Pathfinder: Kingmaker Update - Turn-based Combat Overview

Earlier this month, Owlcat Games released Pathfinder: Kingmaker for Xbox One and PlayStation 4. Among many other changes and fixes, this console-focused Definitive Edition expanded the game with an official turn-based mode. Transforming a real time with pause RPG into a turn-based one was no easy feat, and if you’d like to know how it was achieved, you should check out this massive Kickstarter update.

Here are a few sample paragraphs and you take things from there:

When I joined the Owlcat Games team early in 2019, it was basically the job of my dreams: making a single-player role-playing game for PC without having to leave Russia? Until recently this could only be a dream! There was just one little drawback – I've always preferred turn-based combat games to all other genres, and Pathfinder: Kingmaker was designed as a game where battles occur in real time with a tactical pause. Oh well, all your dreams can't come true, right?

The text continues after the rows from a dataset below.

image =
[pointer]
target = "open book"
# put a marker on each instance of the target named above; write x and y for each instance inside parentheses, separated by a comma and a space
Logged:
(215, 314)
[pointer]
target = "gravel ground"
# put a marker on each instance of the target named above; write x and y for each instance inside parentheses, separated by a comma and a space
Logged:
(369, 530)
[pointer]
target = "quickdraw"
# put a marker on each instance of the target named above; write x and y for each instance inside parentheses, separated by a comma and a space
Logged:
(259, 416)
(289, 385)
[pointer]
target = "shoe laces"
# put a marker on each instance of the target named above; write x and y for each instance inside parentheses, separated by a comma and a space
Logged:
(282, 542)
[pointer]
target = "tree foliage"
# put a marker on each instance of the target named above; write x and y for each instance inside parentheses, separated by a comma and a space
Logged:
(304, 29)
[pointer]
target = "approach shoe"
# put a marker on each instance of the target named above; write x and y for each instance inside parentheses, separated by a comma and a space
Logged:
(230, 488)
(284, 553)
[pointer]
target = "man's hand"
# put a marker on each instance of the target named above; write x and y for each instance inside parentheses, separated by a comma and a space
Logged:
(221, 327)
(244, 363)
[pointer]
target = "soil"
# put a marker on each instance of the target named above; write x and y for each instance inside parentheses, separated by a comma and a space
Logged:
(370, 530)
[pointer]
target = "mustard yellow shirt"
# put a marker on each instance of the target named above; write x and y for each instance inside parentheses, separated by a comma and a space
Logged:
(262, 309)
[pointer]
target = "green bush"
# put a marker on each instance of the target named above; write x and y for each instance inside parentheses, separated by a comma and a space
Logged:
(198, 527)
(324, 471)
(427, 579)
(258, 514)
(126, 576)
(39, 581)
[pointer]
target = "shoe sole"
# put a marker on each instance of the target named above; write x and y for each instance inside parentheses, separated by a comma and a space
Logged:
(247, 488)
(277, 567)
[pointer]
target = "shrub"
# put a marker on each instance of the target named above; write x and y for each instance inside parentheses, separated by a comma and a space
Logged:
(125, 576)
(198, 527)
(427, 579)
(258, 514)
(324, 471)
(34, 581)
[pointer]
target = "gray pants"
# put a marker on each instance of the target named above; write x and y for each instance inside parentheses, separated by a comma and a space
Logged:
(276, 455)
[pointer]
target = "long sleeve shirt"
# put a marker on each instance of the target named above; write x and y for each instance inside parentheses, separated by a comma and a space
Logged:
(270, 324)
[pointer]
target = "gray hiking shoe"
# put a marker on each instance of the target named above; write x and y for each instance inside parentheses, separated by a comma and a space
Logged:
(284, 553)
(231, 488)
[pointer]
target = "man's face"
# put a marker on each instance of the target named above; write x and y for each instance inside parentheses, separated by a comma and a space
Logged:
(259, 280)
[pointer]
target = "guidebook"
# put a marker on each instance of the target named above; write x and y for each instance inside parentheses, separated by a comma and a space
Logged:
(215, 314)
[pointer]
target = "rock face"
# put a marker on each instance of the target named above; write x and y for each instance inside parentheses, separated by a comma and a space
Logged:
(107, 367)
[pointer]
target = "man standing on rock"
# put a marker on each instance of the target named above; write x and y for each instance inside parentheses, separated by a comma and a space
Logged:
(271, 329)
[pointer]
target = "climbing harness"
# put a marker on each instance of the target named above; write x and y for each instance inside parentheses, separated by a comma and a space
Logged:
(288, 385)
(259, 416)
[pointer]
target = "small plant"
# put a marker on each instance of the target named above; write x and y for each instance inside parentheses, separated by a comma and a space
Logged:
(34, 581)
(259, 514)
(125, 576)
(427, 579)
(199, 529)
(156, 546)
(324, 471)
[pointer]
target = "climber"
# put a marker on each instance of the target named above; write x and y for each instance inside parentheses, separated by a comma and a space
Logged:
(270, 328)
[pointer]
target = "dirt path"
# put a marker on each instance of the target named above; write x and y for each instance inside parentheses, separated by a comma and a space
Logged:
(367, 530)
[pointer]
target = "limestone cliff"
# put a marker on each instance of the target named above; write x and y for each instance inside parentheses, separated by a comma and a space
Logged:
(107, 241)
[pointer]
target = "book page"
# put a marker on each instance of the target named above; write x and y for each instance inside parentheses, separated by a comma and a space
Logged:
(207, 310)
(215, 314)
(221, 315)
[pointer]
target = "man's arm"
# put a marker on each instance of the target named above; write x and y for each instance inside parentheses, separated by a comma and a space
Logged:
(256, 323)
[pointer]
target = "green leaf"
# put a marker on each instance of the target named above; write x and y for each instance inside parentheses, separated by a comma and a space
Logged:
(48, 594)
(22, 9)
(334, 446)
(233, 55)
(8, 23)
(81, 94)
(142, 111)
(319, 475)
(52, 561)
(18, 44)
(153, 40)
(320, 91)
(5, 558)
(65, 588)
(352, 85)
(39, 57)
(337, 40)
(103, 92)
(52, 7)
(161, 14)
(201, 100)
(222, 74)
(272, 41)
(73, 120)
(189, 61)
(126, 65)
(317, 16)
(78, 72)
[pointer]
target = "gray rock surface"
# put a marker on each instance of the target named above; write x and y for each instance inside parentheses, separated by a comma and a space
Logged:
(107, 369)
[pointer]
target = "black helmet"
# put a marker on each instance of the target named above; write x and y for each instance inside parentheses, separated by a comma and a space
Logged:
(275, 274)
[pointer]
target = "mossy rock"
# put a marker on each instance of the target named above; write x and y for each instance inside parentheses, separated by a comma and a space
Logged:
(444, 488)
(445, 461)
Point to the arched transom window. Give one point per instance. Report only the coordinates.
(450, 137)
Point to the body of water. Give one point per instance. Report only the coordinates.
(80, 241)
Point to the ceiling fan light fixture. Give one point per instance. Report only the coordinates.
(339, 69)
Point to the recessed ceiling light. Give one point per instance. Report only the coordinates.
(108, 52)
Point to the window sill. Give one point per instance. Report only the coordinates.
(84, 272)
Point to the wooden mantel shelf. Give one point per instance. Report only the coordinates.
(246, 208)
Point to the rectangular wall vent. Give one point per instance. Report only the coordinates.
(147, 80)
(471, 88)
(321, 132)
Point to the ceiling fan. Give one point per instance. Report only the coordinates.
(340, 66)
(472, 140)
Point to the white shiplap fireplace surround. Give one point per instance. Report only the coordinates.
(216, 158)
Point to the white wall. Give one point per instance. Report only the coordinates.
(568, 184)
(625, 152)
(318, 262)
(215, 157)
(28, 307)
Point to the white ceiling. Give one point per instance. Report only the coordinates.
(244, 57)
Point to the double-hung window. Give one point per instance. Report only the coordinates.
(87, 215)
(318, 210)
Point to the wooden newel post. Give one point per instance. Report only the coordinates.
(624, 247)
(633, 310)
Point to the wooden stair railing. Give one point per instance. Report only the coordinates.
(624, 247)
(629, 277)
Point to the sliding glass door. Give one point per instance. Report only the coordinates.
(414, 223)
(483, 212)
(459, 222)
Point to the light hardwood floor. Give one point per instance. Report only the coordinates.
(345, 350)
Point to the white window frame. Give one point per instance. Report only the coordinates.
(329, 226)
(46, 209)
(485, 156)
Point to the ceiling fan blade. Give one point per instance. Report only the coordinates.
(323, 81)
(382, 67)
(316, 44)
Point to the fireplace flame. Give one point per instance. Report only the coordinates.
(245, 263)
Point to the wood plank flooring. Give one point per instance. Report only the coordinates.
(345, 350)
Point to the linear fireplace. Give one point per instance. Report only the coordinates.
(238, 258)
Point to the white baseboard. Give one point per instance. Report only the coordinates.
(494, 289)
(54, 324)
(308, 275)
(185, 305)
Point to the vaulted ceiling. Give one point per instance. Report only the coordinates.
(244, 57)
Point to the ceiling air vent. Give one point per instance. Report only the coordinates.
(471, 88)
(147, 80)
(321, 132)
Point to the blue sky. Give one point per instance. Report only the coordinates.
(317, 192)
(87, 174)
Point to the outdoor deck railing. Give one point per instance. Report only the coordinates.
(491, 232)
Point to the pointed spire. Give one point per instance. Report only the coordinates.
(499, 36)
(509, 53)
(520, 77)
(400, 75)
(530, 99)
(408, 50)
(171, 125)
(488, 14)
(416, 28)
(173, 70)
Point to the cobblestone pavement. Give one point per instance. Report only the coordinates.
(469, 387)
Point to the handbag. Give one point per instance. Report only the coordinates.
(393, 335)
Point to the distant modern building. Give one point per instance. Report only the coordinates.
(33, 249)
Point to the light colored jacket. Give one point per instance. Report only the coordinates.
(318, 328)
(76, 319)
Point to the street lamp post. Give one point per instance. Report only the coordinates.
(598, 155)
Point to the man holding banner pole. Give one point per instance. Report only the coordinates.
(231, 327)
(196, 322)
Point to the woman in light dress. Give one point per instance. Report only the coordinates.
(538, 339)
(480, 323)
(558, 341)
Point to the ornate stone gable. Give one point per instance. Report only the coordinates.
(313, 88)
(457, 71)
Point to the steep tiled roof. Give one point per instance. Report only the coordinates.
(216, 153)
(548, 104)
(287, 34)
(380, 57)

Wrong. When the issue of porting the game to consoles came up, we realized pretty fast that something had to be done about combat. Micromanaging the party in combat, particularly important at high complexity levels, is extremely difficult when you have a gamepad instead of a mouse and a keyboard. Of course, we could try to improve the artificial intelligence of the player's characters and make it customizable, but this didn't seem a good solution: we'd play AI programming, not Pathfinder.

Then we were lucky to find out that there was a mod that turned our game into a turn-based one, developed by one of our fans – the amazing, talented, and very dedicated Hsinyu Chan. We looked at the mod and agreed it was brilliant: the game transformed right in front of our eyes, and only for the better (if you like to sit and think about every move, that is). This ultimately tipped the scales in favor of officially adding a turn-based mode to our game.

We got the mod author's permission to use her code and began to implement it into the game. But it was only the groundwork. Although the mod was amazing, the author didn't have access to the game source code, so she had been constrained in what she could do. And after all, the requirements for a fan mod and for the official game’s functionality differ a great deal.

Pathfinding

The first thing we wanted to fix was the complete unpredictability of the character movement trajectory. The thing is, during real-time combat, a character can't definitively predict their path, since the situation may change during movement, for example, a previously clear passage may be blocked. That's why, when finding the initial path, the character didn't take into account dynamic obstacles – primarily other characters. Then, if a character met an obstacle while moving along the path, they tried to bypass it on the left or on the right, using a separate algorithm. It wasn't very noticeable in the chaos of a real-time fight, but in turn-based combat, when only one fighter was moving, this behavior jumped out at you like a cat in a thunderstorm.

This is how it worked: even if the path was completely blocked by other characters, the one moving now approached the living barricade and then walked along it, up and down, until their turn was over. It looked like a bug, although it was in fact the programmed behavior. To make matters worse, this approach didn't let us predict and show the player the path the character would take. This was what we had to change.